One college friend ruined me for life with tequila, while another made mezcal one of my favorite liquors. So goes my experience with, and knowledge of, agave-based alcohol. Mezcal and smoked cocktails add to smoke’s sex appeal—you can’t hear or feel it, but smoke fills your nostrils, dances in the air, and now flows across your tongue in a sophisticated profile.
The elevated Belmont neighborhood Mexican restaurant and cocktail lounge La Patroncita is about to unveil its summer menu, but what hopefully will remain (and seems likely to, by its description) is the Rubi ($17), a chile-based cocktail that’s not likely to put out any fires the food menu starts in your mouth. When I read that one of the Rubi’s crowning features is its housemade palo santo-infused mezcal, it made me realize how little I know about the difference between mezcal and tequila. One’s smoked, one’s not, but what’s mezcal usually smoked with?
I’m more familiar with palo santo’s use in perfumery for grounded wood-earth scents that throw the wearer and anyone around them back to the desert’s dusty warmth. Palo santo trees, related to frankincense and myrrh, grow in the Yucatan Peninsula and throughout South America. They’re prized for their spiritual significance and medicinal properties. Palo santo is often burned in purification rituals, or used to treat stomach aches, induce sweating, or make heat rubs.

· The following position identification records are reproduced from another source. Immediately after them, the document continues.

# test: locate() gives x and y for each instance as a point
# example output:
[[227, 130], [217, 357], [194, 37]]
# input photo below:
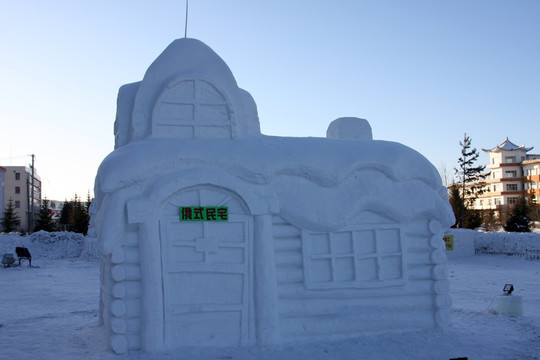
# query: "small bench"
[[23, 253]]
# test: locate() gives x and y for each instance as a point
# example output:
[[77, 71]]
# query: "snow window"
[[360, 257], [511, 187], [512, 200]]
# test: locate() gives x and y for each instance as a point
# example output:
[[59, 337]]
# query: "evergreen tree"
[[79, 216], [45, 222], [519, 217], [471, 184], [11, 220]]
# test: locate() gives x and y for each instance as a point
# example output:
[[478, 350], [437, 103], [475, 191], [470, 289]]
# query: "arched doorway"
[[207, 271]]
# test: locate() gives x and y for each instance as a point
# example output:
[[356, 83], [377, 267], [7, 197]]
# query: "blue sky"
[[421, 72]]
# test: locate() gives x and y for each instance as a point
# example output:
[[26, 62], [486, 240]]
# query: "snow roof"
[[507, 145]]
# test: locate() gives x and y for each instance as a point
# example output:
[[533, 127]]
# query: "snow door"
[[207, 272]]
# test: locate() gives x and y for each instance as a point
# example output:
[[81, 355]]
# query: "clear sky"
[[421, 72]]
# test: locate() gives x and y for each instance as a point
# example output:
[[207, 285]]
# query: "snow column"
[[266, 302]]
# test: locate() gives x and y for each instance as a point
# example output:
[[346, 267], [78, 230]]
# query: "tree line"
[[74, 216]]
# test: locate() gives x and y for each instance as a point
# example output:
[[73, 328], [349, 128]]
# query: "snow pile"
[[506, 242], [51, 245]]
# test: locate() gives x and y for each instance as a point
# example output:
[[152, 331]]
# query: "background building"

Beer and whiskey get treated with palo santo, so mezcal smoke makes perfect sense. I can’t say I can taste when mezcal gets smoked with palo santo rather than, say, oak or mesquite wood, but La Patroncita owner Lucy De León and her team’s decision to use palo santo is sublimely romantic. I read that mezcal has been called “the poor man’s tequila” for its connection to Indigenous culture, likely by the kind of people who paid a premium when socially frowned upon foods like lobster suddenly became delicacies. La Patroncita’s dinner and bar menu proudly reflect fresh Mexican ingredients used artfully to make more than pretty plates and cups.
Since La Patroncita has expanded its Friday and Saturday hours to a bar’s traditional 2 am last call time, now felt like a perfect occasion to pop in and try a Rubi (the bartender gently corrected my gringo pronunciation ending in y). A table of broccoli-haired Gen Z-aged boys stared me down as I entered, as if I’d just escaped from the millennial retirement home, but I was still seated at the bar all the same by a kind waitress. Its plant-filled bar, laid with glossy black tiles in an emerald-green section of the restaurant’s rear, was a retreat from a louder compact dining room.
The tomato-hue Rubi is garnished with Hawaiian black lava salt (which the bartender told me some guests mistake for edible glitter) and chile de arbol pepper seeds and red flesh remnants (which I mistook for petals). Its flavor is hard to pinpoint, wafting between a chile base and its aforementioned smokiness, agave and lime, and lillet rouge—a French aperitif wine made with grapes, citrus brandies and botanical infusions—which already tasted complex before it fell into this ring of fire.
I was a spice wimp for most of my life, and have only in recent years become a moth drawn to the piquant flame. La Patroncita’s cocktail menu will probably still have plenty of nonspicy options by the time its summer edition comes out, so don’t push yourself to enjoy this one if you can’t handle the heat. Leave it for the rest of us. Scoville scalers might not think too much of the Rubi’s index, but hopefully will be just as impressed with the cocktail’s flavors as they are with its seasoning.
For myself, I needed to work up a sweat after walking in still full from a lunch with generous servings but stingy on spice. La Patroncita’s bartender trusted that even for my order’s unrefined pronunciation, I would know to try something else if I couldn’t handle the heat. I found both rounds refreshing, even if nearly too gorgeous to drink. Normally I would have ventured further off the menu, but visiting on the edge of the summer solstice led me to believe I might fall in love with a drink that was only ever a spring fling. Future visits, now possible late into the summer weekend night, will tell more.
TRY IT: La Patroncita, 2832 SE Belmont St., 971-254-4317, lapatroncitapdx.com. 5–10 pm Tuesday–Thursday, 4 pm–2 am Friday–Saturday.